Growing up on the East Coast, Jimmy Farah used to build furniture with his grandfather, and his appreciation for crafted wood eventually became a hobby.
So while Farah drove with his wife from New York to their new home in St. Louis, it was natural for him to notice abandoned and dilapidated wooden barns along the highways. A year later, Farah remembered those old structures and decided to make something useful of them. The idea evolved into his St. Louis startup called Rustic Grain, which turns salvaged barn wood into custom-made furniture.
“I just thought, ‘How cool would it be to not only build furniture from a barn, but to also tell the story of it?’” Farah said.
When customers buy a piece of Rustic Grain’s furniture, it comes with a brass tag which includes the year the barn was built and its location in longitude and latitude, along with a serial number that can be plugged into the website to learn more about the barn’s history.
“I think people like the idea of individuality, which is what we do with our custom pieces,” Farah said. “It’s not mass-produced furniture that was manufactured overseas.”
Rustic Grain began operating last summer and recently moved its production from a 900-square-foot garage to a 13,000-square-foot facility in Crestwood, a southwestern suburb of St. Louis. The company now employs six full-time carpenters and designers, and Farah said Rustic Grain hopes to have 10 employees by next year.
“All the work we do is a part of a bigger story,” said Tim Nummela, Rustic Grain’s head of production. “Marrying the creativity that goes into the work and the rich history behind the wood makes for an interesting outcome, and getting to see that outcome meet customer expectations is great.”
A custom piece of furniture takes about four to eight weeks to complete now, but with a larger staff, Farah believes production time can be cut to four weeks.

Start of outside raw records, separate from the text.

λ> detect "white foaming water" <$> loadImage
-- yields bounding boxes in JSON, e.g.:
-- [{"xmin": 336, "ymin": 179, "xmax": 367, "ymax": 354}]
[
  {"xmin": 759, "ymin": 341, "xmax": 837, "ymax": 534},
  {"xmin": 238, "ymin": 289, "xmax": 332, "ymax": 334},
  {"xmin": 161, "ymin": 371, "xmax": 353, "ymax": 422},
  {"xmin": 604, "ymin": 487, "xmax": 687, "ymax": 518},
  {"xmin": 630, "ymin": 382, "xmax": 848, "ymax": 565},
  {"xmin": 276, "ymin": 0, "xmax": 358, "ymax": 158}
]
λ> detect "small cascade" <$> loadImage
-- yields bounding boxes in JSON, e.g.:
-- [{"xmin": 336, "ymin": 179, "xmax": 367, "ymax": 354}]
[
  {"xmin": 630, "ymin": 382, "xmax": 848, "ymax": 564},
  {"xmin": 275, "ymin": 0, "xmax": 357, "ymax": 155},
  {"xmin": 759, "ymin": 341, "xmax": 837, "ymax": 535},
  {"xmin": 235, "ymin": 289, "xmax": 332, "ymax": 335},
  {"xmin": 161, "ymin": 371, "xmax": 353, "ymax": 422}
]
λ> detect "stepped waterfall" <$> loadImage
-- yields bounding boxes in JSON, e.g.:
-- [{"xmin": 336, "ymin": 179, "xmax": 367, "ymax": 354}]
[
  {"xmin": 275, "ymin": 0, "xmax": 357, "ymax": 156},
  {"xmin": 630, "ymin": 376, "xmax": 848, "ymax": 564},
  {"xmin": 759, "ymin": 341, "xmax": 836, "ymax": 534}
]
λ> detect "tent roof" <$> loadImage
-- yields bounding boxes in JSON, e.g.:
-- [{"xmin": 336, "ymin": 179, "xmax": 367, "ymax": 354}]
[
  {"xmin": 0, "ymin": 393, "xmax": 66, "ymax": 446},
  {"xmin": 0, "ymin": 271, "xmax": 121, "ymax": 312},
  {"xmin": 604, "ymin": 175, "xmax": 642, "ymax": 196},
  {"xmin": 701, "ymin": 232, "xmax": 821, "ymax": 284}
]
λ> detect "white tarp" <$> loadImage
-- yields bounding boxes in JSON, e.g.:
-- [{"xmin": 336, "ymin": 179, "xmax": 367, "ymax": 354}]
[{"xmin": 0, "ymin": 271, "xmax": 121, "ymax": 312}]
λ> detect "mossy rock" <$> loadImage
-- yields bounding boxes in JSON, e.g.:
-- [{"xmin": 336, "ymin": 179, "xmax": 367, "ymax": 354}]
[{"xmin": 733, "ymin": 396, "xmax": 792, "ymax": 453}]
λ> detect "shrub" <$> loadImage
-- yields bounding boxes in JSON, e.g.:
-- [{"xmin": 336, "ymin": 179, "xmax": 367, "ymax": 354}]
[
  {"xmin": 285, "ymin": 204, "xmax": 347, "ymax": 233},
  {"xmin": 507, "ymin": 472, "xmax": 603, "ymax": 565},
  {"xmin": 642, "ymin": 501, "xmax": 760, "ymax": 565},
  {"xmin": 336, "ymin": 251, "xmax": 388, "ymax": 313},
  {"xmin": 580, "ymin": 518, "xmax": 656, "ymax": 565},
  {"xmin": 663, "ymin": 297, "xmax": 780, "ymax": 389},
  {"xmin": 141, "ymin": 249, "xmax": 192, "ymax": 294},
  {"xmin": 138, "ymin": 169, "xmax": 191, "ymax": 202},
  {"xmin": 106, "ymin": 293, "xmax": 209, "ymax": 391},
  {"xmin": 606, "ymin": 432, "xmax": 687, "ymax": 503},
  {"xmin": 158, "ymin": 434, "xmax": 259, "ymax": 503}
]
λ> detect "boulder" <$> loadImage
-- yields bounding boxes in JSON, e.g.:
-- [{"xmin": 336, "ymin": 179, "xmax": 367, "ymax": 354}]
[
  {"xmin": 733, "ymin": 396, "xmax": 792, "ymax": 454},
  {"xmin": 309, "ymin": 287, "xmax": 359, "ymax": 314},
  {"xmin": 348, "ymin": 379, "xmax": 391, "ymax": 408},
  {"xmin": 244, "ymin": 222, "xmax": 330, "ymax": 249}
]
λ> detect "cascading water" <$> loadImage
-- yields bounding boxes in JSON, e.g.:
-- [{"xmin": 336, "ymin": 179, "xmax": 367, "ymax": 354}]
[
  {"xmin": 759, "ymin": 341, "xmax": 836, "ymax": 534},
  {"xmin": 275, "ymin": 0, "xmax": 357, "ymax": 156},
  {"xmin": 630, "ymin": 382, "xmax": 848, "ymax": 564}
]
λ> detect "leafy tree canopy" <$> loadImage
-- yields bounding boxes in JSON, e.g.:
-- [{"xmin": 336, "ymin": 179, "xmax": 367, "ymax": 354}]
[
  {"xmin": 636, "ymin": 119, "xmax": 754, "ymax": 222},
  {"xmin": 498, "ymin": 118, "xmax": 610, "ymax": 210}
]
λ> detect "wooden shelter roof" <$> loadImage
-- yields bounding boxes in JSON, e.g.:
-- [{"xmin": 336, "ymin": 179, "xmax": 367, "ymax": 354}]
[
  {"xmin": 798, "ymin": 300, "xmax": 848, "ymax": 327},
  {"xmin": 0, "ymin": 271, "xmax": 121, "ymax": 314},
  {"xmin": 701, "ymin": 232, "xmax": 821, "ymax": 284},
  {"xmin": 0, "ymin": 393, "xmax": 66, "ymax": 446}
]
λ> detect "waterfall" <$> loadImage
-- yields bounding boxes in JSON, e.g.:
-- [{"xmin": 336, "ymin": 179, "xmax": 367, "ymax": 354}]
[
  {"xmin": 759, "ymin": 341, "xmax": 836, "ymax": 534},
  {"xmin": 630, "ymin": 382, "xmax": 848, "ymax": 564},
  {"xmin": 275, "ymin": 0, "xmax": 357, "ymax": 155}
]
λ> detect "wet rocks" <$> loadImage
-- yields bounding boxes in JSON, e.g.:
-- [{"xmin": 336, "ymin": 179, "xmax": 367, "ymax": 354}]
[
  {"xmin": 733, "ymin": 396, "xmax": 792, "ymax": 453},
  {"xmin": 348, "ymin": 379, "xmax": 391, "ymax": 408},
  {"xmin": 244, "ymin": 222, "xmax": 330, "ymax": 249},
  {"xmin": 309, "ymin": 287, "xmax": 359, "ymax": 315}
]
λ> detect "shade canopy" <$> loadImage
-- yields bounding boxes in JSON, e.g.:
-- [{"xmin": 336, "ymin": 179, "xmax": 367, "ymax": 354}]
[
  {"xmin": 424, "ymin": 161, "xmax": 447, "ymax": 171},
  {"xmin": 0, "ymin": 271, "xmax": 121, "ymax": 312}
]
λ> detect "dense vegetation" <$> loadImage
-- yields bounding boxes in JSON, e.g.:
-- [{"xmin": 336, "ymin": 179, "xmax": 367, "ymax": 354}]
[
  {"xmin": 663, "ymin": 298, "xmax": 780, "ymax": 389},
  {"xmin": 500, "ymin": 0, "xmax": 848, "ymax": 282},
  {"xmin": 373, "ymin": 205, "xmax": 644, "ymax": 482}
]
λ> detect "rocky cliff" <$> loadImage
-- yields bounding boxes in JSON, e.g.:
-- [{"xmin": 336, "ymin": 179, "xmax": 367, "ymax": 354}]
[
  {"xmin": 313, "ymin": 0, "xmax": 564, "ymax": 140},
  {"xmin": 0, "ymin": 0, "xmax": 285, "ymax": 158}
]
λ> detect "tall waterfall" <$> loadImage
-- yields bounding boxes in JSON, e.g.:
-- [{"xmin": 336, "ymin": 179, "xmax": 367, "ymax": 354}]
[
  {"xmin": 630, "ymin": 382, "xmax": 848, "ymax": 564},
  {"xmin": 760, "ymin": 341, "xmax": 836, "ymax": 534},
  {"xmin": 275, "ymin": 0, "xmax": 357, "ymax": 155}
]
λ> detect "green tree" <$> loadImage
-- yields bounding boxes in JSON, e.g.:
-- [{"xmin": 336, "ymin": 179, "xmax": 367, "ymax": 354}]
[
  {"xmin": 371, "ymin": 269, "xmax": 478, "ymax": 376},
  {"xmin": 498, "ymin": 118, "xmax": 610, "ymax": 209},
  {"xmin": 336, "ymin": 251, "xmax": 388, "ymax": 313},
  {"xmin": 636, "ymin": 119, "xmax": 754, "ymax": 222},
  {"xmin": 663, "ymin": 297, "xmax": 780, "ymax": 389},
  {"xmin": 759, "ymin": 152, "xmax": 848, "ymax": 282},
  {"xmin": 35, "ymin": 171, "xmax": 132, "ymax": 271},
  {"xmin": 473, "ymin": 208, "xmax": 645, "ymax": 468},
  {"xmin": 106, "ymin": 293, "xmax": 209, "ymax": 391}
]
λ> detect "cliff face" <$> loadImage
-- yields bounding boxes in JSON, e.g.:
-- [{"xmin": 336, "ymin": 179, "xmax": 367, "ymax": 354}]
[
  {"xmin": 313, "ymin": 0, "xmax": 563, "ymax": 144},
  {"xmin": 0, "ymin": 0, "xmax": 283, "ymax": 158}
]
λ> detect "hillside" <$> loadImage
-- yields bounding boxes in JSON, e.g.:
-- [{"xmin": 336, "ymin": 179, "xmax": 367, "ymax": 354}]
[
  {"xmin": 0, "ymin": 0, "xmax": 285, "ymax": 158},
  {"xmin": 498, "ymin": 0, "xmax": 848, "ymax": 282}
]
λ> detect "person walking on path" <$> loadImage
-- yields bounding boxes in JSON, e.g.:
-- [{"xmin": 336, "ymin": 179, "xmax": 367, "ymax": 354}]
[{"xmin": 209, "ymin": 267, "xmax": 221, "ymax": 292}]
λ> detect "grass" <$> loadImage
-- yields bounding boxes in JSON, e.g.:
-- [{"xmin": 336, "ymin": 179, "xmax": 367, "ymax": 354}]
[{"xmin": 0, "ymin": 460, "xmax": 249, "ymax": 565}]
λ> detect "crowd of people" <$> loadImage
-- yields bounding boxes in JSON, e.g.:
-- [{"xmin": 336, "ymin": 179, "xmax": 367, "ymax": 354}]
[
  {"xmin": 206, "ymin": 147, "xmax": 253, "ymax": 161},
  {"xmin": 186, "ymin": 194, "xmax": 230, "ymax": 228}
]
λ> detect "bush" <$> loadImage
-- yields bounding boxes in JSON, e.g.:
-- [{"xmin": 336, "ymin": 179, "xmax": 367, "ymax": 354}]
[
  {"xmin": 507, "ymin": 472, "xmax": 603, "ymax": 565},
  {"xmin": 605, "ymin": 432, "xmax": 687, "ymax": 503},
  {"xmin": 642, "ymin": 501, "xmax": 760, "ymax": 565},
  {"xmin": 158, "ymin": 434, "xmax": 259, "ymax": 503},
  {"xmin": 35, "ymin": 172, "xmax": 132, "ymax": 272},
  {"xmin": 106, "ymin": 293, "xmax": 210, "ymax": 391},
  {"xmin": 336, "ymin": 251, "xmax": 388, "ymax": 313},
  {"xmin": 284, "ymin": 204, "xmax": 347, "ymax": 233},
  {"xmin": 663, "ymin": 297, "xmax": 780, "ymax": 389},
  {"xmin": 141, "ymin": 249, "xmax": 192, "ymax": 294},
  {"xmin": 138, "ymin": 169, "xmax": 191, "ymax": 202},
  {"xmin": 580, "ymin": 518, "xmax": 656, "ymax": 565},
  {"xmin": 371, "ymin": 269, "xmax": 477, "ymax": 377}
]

It turns out that the hardest part of the process is treating the wood and storing it; finding the barns is easy. Rustic Grain hires contractors to dismantle the barns and deliver the lumber. They typically get a mixed load when it comes to they quality and types of wood from the barns. Pine and oak tend to be popular, but it’s all about finding the right barns that supply the kind of wood that customers want.
“Pulling out the old nails in the barn wood would have to be my least favorite part of the job,” Nummela said. “The wood has so much character, but it also has a lot of unique challenges, such as finding the straight edges. Working with the flaws is a big challenge, but it’s all part of the process.”
Farah said they’ve already vetted about 70 barns that they want to purchase. The last barn that the founder examined himself and helped take down was in St. Clair, about an hour’s drive southwest of Crestwood.
Now Farah handles the marketing and sales side of the business, though he wishes he had more time to work with the designers and carpenters in the shop.
Rustic Grain essentially has three different kinds of products: a standard furniture line, made-to-order furniture and commercialized furniture.
“Most of the time people see our standard product and then they fall into our customized pit and ask for something custom-made,” Farah said.
Lately, Rustic Grain has been doing a lot more on the commercial side of business. The company built the bar, tables, and just about everything else for the restaurant Juniper in the Central West End of St. Louis and has done the same for a couple of breweries, including one in Tampa Bay.
“We’re quickly expanding outside of St. Louis, which is cool for only being an eight-month-old brand,” Farah said. “It’s a testament to St. Louis, really. It’s a great place for startups. We’ve been doing a lot of online marketing, but it’s also a lot of word of mouth and introductions being made on our behalf from customers. People love the product and the whole story.”
The goal is to keep headquarters and production in St. Louis, but Farah is also looking into the addition of finishing shops, where wood products are sanded and primed, in upstate New York and possibly along in the West Coast to better serve those markets.
Farah, who previously co-founded a tech company called Muddler, said it takes a lot of time and money to take down a barn, but he thinks that Rustic Grain might be able to break even this year, which is unusual at this stage of a startup.
He attributes his success to hiring people that are smarter than he is, and to being honest with the customers.
“I’m not a carpenter, but I understand the process,” Farah said. “The people who are smarter and better than you — that’s who you hire. When you fail, fail quick and small, so it’s not so catastrophic when it happens. We’re just trying to build organically now, which means not pushing the company too hard or claiming it can produce something it can’t. So far — knock on wood — business has been really good.”